No contexto da formação integral, a espiritualidade inaciana pode ajudar no processo de discernimento que educadores e estudantes precisam exercitar diante das escolhas escolares. Situações que expõem os membros da comunidade educativa a tomadas de decisões importantes, como qual mediação pedagógica adotar e/ou qual curso universitário seguir, podem ser iluminadas por vivências espirituais que auxiliem na compreensão organizacional da missão e no cultivo e do autoconhecimento.

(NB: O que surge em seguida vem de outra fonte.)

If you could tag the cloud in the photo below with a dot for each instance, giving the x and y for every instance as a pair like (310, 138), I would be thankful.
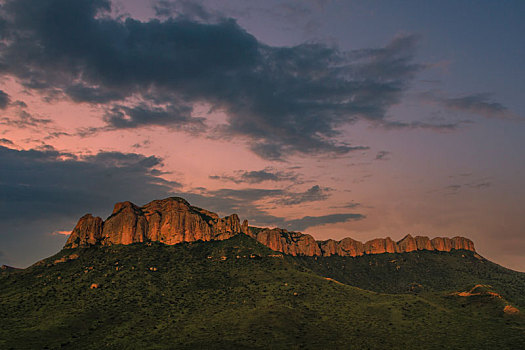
(59, 232)
(244, 203)
(4, 100)
(310, 221)
(179, 116)
(476, 185)
(24, 120)
(46, 183)
(313, 194)
(477, 104)
(382, 155)
(259, 176)
(7, 142)
(280, 100)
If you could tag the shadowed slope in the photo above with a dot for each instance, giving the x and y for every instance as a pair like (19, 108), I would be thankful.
(234, 294)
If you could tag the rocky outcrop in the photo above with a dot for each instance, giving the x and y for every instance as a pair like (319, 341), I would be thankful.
(88, 231)
(293, 243)
(173, 220)
(170, 221)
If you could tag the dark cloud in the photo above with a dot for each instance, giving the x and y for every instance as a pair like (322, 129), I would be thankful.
(23, 120)
(190, 10)
(277, 196)
(382, 155)
(448, 126)
(283, 100)
(44, 190)
(178, 116)
(260, 217)
(4, 100)
(478, 104)
(258, 176)
(45, 183)
(476, 185)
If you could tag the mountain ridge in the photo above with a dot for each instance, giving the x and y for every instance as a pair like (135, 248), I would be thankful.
(173, 220)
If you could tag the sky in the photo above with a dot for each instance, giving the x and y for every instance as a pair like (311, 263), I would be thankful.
(359, 119)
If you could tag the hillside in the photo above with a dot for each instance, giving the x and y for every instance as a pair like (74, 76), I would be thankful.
(233, 294)
(420, 272)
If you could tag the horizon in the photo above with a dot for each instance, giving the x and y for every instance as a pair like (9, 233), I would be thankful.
(361, 120)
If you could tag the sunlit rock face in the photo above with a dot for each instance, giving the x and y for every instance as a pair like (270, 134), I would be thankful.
(170, 221)
(293, 243)
(173, 220)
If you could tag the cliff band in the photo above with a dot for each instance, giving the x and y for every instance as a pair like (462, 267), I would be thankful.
(173, 220)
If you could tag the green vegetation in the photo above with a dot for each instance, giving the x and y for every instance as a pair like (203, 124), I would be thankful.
(421, 271)
(234, 294)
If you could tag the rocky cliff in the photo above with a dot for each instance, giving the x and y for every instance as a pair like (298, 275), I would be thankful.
(173, 220)
(170, 221)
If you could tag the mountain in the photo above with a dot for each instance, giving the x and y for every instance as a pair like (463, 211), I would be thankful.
(173, 220)
(235, 294)
(169, 275)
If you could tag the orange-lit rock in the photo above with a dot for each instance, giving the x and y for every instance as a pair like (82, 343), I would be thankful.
(442, 244)
(293, 243)
(407, 244)
(345, 247)
(380, 245)
(423, 243)
(173, 220)
(510, 310)
(88, 231)
(170, 221)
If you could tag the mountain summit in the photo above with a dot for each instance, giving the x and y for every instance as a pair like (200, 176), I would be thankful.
(173, 220)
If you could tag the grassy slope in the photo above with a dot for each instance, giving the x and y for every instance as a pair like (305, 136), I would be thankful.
(192, 301)
(421, 271)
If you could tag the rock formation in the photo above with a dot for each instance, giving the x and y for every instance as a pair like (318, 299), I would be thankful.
(173, 220)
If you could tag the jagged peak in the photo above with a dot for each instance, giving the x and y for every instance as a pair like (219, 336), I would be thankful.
(173, 220)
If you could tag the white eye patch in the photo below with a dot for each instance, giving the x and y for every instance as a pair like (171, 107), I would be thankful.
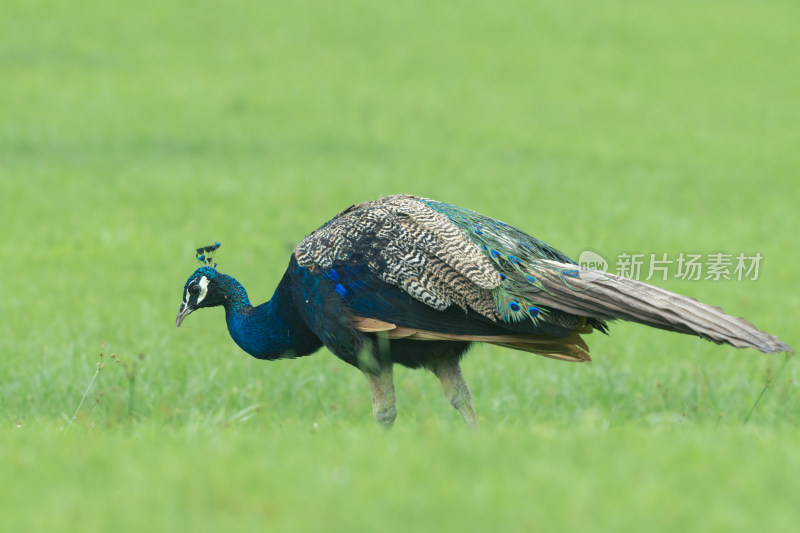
(203, 284)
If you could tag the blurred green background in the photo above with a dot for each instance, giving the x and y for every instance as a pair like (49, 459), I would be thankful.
(130, 134)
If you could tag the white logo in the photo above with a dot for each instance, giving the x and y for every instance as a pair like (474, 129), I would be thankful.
(593, 266)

Para Guerreiro (2009), “uma educação do espírito é essencialmente da condição humana”. Com base nisso, as unidades da Companhia de Jesus podem desenvolver projetos de vida capazes de levar os estudantes a reproduzirem em suas escolhas os valores humanísticos da espiritualidade inaciana. Pausa inaciana, deserto espiritual, celebração comunitária, exercícios espirituais na vida cotidiana, momento de escuta e partilha, retiro, oração pessoal, entre outros, são práticas e vivências da espiritualidade inaciana que impactam positivamente a convivência escolar e, além disso, favorecem a interiorização e o discernimento necessários para apoiar as tomadas de decisões pessoais e profissionais.

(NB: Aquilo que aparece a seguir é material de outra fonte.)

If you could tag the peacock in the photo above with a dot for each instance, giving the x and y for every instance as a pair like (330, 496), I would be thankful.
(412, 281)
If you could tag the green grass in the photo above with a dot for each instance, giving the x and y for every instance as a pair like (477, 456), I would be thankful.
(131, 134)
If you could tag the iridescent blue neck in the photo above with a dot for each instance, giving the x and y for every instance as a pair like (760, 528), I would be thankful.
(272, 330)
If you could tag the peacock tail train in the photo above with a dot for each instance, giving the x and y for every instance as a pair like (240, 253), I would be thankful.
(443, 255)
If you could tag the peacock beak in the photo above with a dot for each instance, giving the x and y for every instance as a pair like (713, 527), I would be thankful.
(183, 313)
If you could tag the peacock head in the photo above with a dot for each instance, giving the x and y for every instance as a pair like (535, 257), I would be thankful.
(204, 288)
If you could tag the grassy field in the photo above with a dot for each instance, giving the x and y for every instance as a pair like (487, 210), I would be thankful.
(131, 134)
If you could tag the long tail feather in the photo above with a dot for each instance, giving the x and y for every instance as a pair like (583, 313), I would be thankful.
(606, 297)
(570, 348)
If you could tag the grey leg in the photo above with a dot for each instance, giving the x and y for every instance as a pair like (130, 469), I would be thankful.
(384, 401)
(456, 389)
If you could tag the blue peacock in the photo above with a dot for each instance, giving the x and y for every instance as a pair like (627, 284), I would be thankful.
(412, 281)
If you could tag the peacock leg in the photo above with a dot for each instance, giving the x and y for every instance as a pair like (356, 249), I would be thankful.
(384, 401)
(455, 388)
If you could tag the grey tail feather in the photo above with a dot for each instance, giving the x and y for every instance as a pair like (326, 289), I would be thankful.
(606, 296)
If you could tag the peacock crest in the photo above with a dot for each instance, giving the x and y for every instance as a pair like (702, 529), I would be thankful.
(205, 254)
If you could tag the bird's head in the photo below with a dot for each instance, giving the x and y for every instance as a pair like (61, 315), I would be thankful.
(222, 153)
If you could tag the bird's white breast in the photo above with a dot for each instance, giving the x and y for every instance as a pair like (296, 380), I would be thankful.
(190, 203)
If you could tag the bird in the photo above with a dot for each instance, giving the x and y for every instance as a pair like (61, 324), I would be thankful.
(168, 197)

Produção do 4º Concurso de Redação e Artes (2019) – “CAMINHANDO E PENSANDO de Maristella Pereira Vieira –Colégio Santo Inácio (CE)

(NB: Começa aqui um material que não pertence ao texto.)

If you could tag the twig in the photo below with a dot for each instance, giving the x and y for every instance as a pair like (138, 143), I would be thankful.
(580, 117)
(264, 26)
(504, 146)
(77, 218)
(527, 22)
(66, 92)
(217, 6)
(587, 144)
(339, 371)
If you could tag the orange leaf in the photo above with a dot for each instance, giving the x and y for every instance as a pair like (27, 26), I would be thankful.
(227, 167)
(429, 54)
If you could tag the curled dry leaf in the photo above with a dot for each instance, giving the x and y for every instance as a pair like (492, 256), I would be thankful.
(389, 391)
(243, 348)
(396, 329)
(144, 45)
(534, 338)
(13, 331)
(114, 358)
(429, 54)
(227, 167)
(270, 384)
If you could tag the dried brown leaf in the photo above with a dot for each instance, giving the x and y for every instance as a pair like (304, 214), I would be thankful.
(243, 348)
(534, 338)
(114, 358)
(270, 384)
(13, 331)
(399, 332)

Pensando especificamente na realidade dos jovens que, à época do vestibular, precisam fazer escolhas para o futuro, a espiritualidade é um grande trunfo. Os estudantes podem, através de vivências espirituais, sondar as motivações mais profundas, em vista de construir projetos que façam sentido para si e para a sociedade. A experiência de países desenvolvidos mostra que não basta se realizar materialmente, ter status social, acesso ao poder. Para ser feliz de verdade é preciso ultrapassar a lógica do individualismo e partilhar a própria existência com o outro, transformando o mundo num lugar mais humano e fraterno. Nisso, o “ser com os demais e para os demais” da espiritualidade inaciana é motivação e guia.

O Ano Inaciano que está em curso nos motiva a desenvolvermos um novo entusiasmo na missão. Traz à tona a oportunidade de fomentar vivências que fortalecem o hábito do discernimento e, à luz da fé cristã, colaboram com a revigoramento da caminhada escolar. Frente aos desafios institucionais e às dúvidas existenciais, a espiritualidade inaciana que carregamos pode ser um poderoso farol que clareia as nossas escolhas. Portanto, se queremos contribuir com a renovação da disposição interior e apostólica, convém oferecer sempre mais esse tesouro espiritual, para que siga formando vidas mais repletas de sentido e sintonizadas ao plano de Deus.

Autor: Marcelo Sabino

Coordenador da Formação Cristã do Colégio dos Jesuítas de Juiz de Fora/MG. Responsável por acompanhar a dimensão socioemocional e espiritual-religiosa dos estudantes e de toda a comunidade educativa. Possui Mestrado Profissional em Gestão Educacional, pela Universidade do Vale do Rio dos Sinos (UNISINOS); e Mestrado em Ciências da Religião pela Universidade Federal de Juiz de Fora (UFJF).

 

Referências:
GUERREIRO, L. Educar para a condição humana. São Paulo: Ed. Diálogos do Ser, 2009.
MIRANDA, M. F. Espiritualidade inaciana e sociedade secularizada. In: BINGEMER, M. C. L. (Org.). As “letras” e o espírito. São Paulo: Ed. Loyola, 1993.
RAMPAZZO, L. Antropologia: religiões e valores cristãos. São Paulo: Paulus, 2004.
VAZ, H. C. L. Antropologia Filosófica I. São Paulo: Ed. Loyola, 1991.